Sunday, February 20, 2005

COMING SOON! - The Beck Brothers of Schenectady

Soon to be posted: A look at the 19th Century scientific Beck brothers of Schenectady, New York

John Brodhead Beck
Lewis Beck
Theodric Romeyn Beck

Keep an eye on Historica Botanica!

Number 12 - Name That Botanist

Click on image to enlarge
This albumen carte-de-visite is attributed to New York photographer A.W. Jordan. The sitting can probably be dated to the early 1870s, the decade during which he flourished, and near the end of the life (1796-1873) of the subject- illustrious American botanist, Professor of Chemistry, and Assayer of the U.S. Mint.

Click HERE for the ID

Thursday, January 27, 2005

Number 11 - Name That Botanist

Click on image to enlarge

This English mycologist, cleric, and Fellow of the Royal Society has here been photographed circa 1865. Born on April 1, 1803, he died July 30, 1889. He described the fungi of the Wilkes Expedition, the H.M.S. Challenger, Charles Wright's North Pacific Exploring Expedition, Darwin's Beagle voyage, and many more from South America, the Arctic, Australia, Africa and every corner of the globe. He has left us a large body of published work. If you haven't already solved it, perhaps you can match him up with his photo of some 20 years later, shown on the "CYBER-TRUFFLE'S FUNGAL VALHALLA (PORTRAITS OF MYCOLOGY'S LATE GREATS)" site, linked to on the left hand column of this page.


Click here for his ID.

Saturday, January 01, 2005

Happy New Year From George Lincoln Goodale

Here is a New Year's greeting from Harvard botanist and Asa Gray protégé, George Lincoln Goodale, to Charles Eliot Norton from 1896. He thanks Norton for the paper by Edouard Piette (1827-1906), probably his Les plantes cultivées de la période de transition au Mas d’Azil which appeared in l’Anthropologie, vii, no. 1 1896. Mas d'Azil is the paleolithic cave site in the Pyrenees excavated by Piette.
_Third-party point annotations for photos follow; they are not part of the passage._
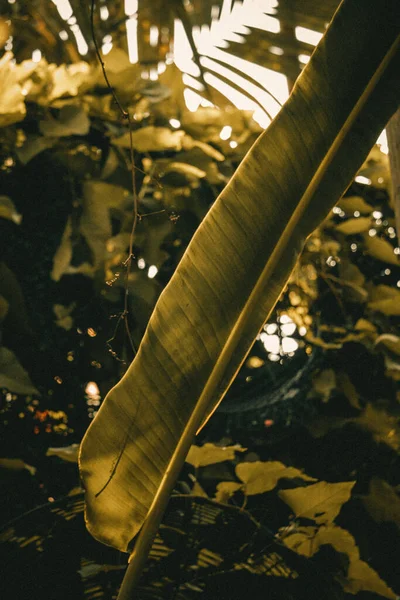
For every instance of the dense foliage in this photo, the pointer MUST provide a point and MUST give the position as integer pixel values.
(316, 417)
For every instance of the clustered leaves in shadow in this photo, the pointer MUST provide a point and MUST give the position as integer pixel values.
(312, 503)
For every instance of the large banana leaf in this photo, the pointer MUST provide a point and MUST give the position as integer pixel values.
(237, 264)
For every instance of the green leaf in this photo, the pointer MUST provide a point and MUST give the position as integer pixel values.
(260, 477)
(235, 269)
(320, 502)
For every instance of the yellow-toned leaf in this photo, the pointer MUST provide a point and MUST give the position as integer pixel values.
(360, 576)
(384, 427)
(382, 502)
(260, 477)
(235, 269)
(197, 490)
(352, 204)
(151, 139)
(320, 502)
(353, 226)
(347, 387)
(365, 325)
(226, 489)
(323, 383)
(381, 249)
(389, 341)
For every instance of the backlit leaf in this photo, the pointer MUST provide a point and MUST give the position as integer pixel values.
(260, 477)
(382, 502)
(236, 267)
(209, 454)
(381, 249)
(353, 226)
(320, 502)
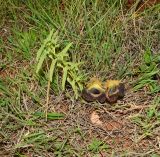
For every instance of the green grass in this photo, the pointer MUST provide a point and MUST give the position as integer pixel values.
(110, 41)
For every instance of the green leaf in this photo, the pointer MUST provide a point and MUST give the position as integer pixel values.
(50, 115)
(64, 51)
(40, 51)
(148, 57)
(51, 70)
(64, 78)
(42, 58)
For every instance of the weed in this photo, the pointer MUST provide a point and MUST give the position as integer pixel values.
(60, 64)
(149, 73)
(149, 121)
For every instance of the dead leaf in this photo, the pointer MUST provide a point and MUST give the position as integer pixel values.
(95, 119)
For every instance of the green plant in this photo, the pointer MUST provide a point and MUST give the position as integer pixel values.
(60, 64)
(148, 121)
(148, 73)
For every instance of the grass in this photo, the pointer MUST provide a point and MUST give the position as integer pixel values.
(113, 43)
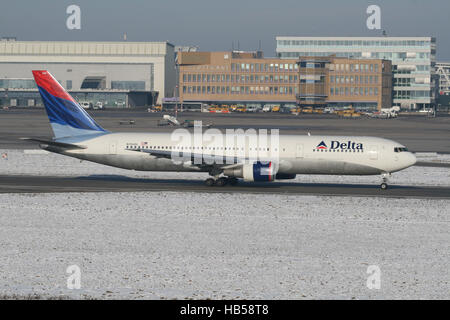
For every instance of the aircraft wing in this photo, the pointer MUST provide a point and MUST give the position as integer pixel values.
(223, 162)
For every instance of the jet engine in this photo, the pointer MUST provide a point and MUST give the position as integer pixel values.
(257, 171)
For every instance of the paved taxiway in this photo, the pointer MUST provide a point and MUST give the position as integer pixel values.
(47, 184)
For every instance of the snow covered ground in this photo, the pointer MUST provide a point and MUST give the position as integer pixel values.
(157, 245)
(167, 245)
(39, 162)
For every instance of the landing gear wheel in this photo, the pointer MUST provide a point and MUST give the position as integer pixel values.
(210, 182)
(221, 182)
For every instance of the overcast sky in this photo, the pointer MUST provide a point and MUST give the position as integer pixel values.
(215, 25)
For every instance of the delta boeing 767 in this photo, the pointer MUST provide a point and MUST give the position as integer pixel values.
(77, 135)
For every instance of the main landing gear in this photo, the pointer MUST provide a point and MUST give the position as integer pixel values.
(385, 177)
(221, 182)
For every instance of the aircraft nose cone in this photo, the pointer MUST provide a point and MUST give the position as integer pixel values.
(411, 160)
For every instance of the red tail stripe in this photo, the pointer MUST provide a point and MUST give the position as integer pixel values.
(45, 80)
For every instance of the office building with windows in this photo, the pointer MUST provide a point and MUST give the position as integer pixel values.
(114, 73)
(413, 61)
(364, 84)
(247, 78)
(443, 71)
(236, 77)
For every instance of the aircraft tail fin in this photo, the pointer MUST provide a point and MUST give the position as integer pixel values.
(67, 117)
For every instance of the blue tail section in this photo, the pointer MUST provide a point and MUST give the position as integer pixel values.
(67, 117)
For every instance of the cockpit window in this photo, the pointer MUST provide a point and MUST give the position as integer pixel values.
(400, 149)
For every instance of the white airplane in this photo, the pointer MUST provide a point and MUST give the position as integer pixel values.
(77, 135)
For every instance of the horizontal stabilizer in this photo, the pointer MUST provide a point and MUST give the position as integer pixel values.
(63, 145)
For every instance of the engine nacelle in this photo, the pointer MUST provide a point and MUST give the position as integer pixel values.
(259, 172)
(285, 176)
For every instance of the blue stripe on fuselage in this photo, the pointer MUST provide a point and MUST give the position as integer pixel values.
(65, 112)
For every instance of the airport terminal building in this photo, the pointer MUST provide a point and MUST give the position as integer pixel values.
(413, 61)
(249, 79)
(117, 74)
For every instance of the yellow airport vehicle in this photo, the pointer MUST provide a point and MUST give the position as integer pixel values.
(307, 110)
(318, 111)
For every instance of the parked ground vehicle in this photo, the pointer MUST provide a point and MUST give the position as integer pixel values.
(307, 110)
(99, 106)
(267, 108)
(86, 105)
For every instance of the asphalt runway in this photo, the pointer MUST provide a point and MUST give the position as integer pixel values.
(47, 184)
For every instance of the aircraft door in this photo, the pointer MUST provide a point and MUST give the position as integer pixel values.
(373, 152)
(299, 151)
(113, 147)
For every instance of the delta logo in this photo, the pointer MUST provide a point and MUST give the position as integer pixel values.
(322, 146)
(335, 145)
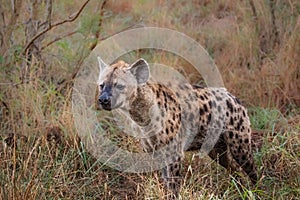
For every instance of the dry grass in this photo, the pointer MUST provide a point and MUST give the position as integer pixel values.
(256, 49)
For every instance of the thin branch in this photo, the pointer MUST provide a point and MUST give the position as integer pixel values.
(59, 38)
(253, 10)
(71, 18)
(97, 34)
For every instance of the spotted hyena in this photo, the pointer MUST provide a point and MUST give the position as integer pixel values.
(191, 117)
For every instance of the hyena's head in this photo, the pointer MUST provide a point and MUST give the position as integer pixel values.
(118, 82)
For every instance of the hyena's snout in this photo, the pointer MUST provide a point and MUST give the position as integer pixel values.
(105, 101)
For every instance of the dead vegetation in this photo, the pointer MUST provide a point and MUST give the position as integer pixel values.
(255, 44)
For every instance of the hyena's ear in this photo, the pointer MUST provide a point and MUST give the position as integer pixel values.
(140, 69)
(102, 64)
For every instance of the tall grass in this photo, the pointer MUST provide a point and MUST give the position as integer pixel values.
(256, 47)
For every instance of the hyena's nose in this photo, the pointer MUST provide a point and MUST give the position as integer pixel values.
(104, 99)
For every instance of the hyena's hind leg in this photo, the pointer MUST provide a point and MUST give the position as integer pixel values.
(234, 159)
(171, 176)
(241, 156)
(219, 152)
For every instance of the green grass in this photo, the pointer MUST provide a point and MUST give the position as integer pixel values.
(41, 156)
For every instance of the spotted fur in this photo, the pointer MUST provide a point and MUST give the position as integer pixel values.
(184, 114)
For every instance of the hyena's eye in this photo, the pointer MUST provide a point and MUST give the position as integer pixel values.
(120, 87)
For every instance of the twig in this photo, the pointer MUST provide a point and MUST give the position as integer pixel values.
(58, 38)
(97, 34)
(70, 19)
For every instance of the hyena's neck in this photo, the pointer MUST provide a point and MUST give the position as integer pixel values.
(140, 105)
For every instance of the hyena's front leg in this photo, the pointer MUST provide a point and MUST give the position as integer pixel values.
(171, 175)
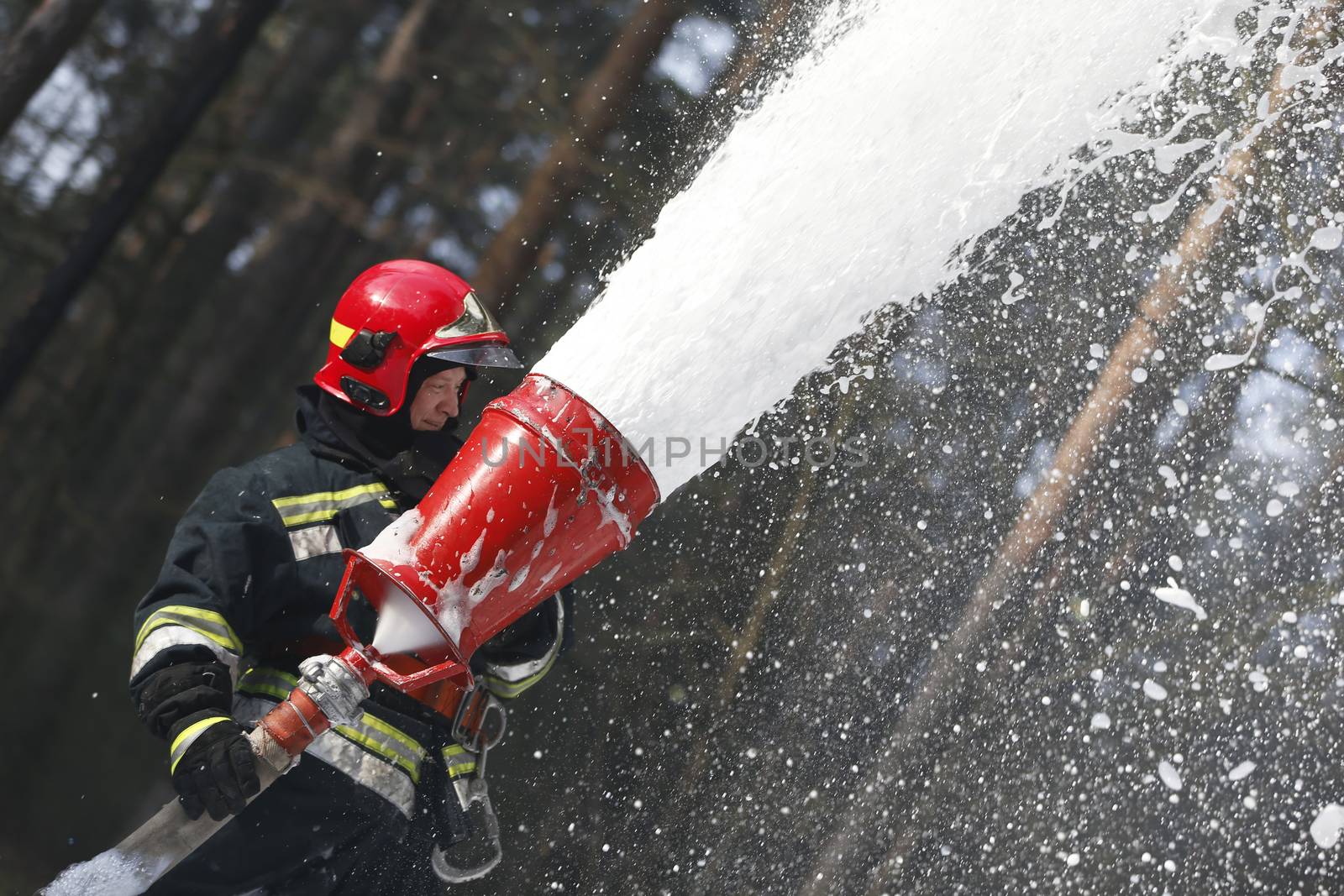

Goodale is perhaps best known for having been instrumental in bringing the Ware Collection of Blaschka Glass Models of Plants to the Botanical Museum of Harvard.

Click on image to enlarge


Saturday, December 25, 2004

Christmas Greeting From Ruth Ashton Nelson and Memoriam to Aven Nelson

The following 1952 Christmas card was found tipped in to a first edition (1909) copy of the New Manual of Botany of the Central Rocky Mountains (Vascular Plants) by John M. Coulter; revised by Aven Nelson.

Ruth Ashton Nelson, Aven Nelson's wife, was some 30 years his junior, and also a botanist who specialized in the flora of the Rocky Mountains.

Happy Holidays from Historica Botanica!